Johannesburg – Standard & Poor’s (S&P) negative outlook on South Africa’s credit rating may signal that further downgrades are possible, say economists.
On Friday the ratings agency affirmed the foreign currency rating at BB+, the local currency rating remained at investment grade at BBB-, with a negative outlook.
Since Friday, the rand has strengthened from R12.78/$ to as low at R12.69/$, said Annabel Bishop, chief economist at Investec.
READ: S&P keeps rating at BB+
Last week ratings agency Fitch also affirmed the credit rating at BB+, and the local currency remained at investment grade at BBB-. Fitch listed low growth, deteriorating governance at state-owned companies (SOCs) and contingent liabilities among concerns. Fitch is also of the view that infighting within the ANC will remain strong for the remainder of the year. The ratings agency added that even after the elective conference, policy may be influenced by “competing factions” within the ANC.
Fitch's outlook remained stable. This means no further ratings action is being considered, explained Bishop.
ALSO READ: Rand dips below R13/$ as Fitch affirms SA rating outlook as stable
This contrasts with S&P’s negative outlook. “S&P maintained its negative outlook, signalling the next move will likely be a downgrade,” said Bishop. She explained that the local currency could possibly be downgraded to junk or BB+ if the outlook does not change.
If the local currency is downgraded to junk, South Africa would fall out of the Citibank World Government Bonds Index (WGBI).
This would be negative for South Africa, economic strategist at Argon Asset Management Thabi Leoka told Fin24 on Friday. “We would lose out on investment from investors who are only allowed to invest in investment grade countries,” she explained.
This would also result in an outflow between R80bn to R130bn, said Bishop. “Which would cause the local currency to depreciate markedly to our down case,” she added. “South African bonds would then fall into the WGBI’s additional market’s index.”
Political risk
S&P acknowledged that the flexible monetary policy is a strength for the long-term debt rating, however political risks will persist with the run-up to the ANC elective conference later this year. This could impact negatively on the economy’s performance.

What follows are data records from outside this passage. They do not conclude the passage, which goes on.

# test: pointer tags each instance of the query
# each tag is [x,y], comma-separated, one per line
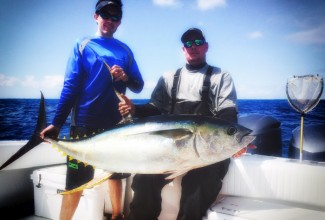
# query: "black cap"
[101,4]
[190,32]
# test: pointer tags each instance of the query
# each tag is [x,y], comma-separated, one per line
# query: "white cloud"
[30,82]
[255,35]
[166,3]
[30,85]
[210,4]
[314,35]
[7,80]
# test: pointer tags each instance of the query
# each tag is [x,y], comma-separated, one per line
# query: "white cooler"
[49,182]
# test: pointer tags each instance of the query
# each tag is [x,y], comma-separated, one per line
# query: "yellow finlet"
[96,181]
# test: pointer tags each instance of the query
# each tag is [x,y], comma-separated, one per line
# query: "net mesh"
[304,92]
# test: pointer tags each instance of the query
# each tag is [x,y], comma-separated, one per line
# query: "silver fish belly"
[160,144]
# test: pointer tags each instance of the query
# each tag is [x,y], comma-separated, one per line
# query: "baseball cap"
[101,4]
[192,32]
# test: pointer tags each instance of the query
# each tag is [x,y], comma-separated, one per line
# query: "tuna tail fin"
[35,139]
[92,183]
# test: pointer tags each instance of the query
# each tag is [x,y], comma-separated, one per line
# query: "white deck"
[259,186]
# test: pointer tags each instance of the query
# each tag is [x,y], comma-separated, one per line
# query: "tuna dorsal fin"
[92,183]
[176,134]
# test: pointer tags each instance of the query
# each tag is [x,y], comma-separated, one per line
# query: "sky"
[261,43]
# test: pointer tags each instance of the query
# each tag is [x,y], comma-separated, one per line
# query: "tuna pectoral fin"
[176,174]
[94,182]
[35,139]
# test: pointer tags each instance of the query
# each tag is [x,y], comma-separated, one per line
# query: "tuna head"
[217,140]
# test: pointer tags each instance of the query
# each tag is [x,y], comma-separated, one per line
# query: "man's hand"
[119,74]
[126,107]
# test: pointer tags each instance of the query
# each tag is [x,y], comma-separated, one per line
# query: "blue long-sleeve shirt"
[88,86]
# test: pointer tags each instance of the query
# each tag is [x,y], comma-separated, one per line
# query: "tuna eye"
[231,131]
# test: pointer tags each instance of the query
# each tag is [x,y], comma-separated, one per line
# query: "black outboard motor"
[267,131]
[313,143]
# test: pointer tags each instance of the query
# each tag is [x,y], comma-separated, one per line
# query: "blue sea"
[18,117]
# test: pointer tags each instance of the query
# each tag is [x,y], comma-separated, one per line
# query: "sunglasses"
[106,15]
[190,43]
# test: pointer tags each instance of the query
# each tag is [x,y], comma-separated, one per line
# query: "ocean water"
[18,117]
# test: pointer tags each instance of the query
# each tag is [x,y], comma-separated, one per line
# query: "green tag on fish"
[73,165]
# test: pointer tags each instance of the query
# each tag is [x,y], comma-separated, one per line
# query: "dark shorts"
[77,173]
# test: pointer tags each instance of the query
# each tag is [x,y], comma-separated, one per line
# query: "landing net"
[303,94]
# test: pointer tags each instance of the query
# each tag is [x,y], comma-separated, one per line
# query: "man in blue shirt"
[98,69]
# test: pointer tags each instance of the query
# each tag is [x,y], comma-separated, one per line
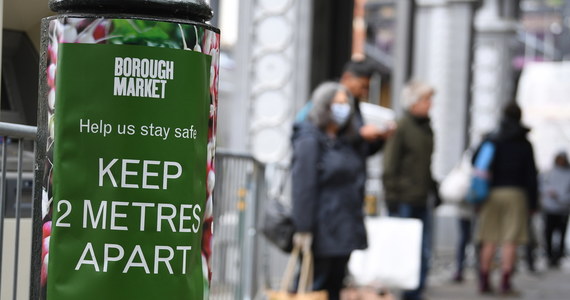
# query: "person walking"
[407,174]
[327,201]
[513,193]
[555,200]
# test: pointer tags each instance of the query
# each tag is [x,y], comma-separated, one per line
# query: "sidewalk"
[545,285]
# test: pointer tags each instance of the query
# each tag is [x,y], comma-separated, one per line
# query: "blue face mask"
[340,112]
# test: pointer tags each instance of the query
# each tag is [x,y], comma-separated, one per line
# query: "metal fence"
[239,184]
[16,192]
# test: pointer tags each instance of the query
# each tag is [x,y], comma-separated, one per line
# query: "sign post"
[126,150]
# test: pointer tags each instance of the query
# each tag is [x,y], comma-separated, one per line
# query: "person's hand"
[553,195]
[372,133]
[303,240]
[388,131]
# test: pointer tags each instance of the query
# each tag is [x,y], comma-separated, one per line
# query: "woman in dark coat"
[503,217]
[327,207]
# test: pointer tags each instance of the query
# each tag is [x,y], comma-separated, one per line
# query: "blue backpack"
[479,189]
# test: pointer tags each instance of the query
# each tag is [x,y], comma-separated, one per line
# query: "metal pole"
[17,208]
[2,201]
[403,49]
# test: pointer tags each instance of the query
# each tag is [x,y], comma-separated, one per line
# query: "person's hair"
[561,155]
[359,68]
[512,111]
[413,92]
[322,97]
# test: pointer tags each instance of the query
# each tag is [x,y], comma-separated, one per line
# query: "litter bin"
[125,159]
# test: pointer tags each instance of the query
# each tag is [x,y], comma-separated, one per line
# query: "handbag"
[393,256]
[455,185]
[305,280]
[479,188]
[277,222]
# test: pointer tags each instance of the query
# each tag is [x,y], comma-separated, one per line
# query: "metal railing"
[16,192]
[240,183]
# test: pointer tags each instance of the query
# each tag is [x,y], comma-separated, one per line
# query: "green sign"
[130,170]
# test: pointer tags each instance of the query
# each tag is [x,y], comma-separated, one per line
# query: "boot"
[506,287]
[484,284]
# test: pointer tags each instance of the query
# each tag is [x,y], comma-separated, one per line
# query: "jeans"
[464,239]
[423,214]
[329,275]
[555,223]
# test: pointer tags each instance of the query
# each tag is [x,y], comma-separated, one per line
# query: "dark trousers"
[423,214]
[329,275]
[464,239]
[555,224]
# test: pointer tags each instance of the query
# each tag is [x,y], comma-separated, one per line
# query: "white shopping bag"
[393,257]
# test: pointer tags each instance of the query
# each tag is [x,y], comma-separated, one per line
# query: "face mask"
[340,112]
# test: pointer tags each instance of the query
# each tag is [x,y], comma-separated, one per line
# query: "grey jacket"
[555,191]
[326,197]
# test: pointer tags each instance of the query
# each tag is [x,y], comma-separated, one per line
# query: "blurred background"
[478,54]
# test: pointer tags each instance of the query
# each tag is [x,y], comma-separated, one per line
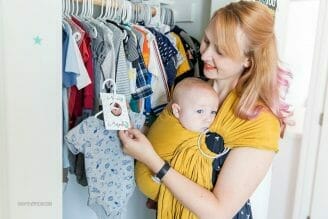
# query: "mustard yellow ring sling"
[180,148]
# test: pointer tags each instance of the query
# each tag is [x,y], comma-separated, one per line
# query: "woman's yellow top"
[179,147]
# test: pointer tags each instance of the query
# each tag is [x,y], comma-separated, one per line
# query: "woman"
[240,59]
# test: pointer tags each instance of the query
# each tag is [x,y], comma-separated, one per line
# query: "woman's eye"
[200,111]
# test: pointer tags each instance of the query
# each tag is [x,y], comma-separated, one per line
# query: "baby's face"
[197,115]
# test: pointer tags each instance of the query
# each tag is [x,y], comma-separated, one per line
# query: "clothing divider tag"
[115,111]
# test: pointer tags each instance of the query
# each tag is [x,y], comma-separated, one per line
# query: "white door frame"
[4,197]
[311,141]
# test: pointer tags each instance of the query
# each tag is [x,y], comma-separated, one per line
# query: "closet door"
[31,108]
[3,161]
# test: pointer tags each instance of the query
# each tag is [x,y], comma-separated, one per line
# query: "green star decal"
[37,40]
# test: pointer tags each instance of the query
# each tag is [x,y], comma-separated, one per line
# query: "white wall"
[201,17]
[4,197]
[284,175]
[32,106]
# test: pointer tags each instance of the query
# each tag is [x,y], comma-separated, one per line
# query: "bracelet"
[161,173]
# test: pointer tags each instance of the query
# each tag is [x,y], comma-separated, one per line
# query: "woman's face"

“The negative outlook on the foreign and local currency ratings reflects our view that political risks will remain elevated this year, which could undermine economic growth and fiscal outcomes more than we currently project,” the agency stated.
The ratings agency explained that political risks would distract from economic growth priorities which would weigh down fiscal consolidation and impact investor confidence.
S&P pointed out that ratings would be lowered in light of poorer fiscal and macro-economic performance. However S&P would revise the outlook to stable if political risks are reduced, and if economic growth and fiscal outcomes strengthen.
“Such an outcome would avoid the credit rating downgrade that this agency is currently signalling will occur,” said Bishop.
Breathing room
Old Mutual Investment Group chief economist Rian le Roux said that S&P’s decision to keep the local currency rating at investment grade was a “relief” and offered room for the country to stabilise its rating. However, Le Roux said that the country is at risk of a “full-scale ratings meltdown” with a possibility of multiple downgrades by all agencies.
“Merely trying to avoid another downgrade over the coming months is not enough,” said Le Roux. He explained that the most immediate focus would have to have the negative outlook changed to stable.
He added that government should focus on rebuilding investor confidence, this requires more policy certainty and predictability. “Considerable uncertainties currently exist as to the practical policy implications of government’s Radical Economic Transformation agenda. Clarity is required urgently in order to stabilise confidence."
Moody’s which has the country on review for a downgrade is yet to make an announcement. Le Roux is of the view that Moody’s will downgrade both the foreign and local currency rating by one notch, from Baa2 to BBB-, this will still be at investment grade.
In this case, South Africa will have some reprieve. “However, the reprieve will be short, as both agencies will revisit South Africa’s ratings within less than six months.”
S&P’s next review is scheduled for November 24.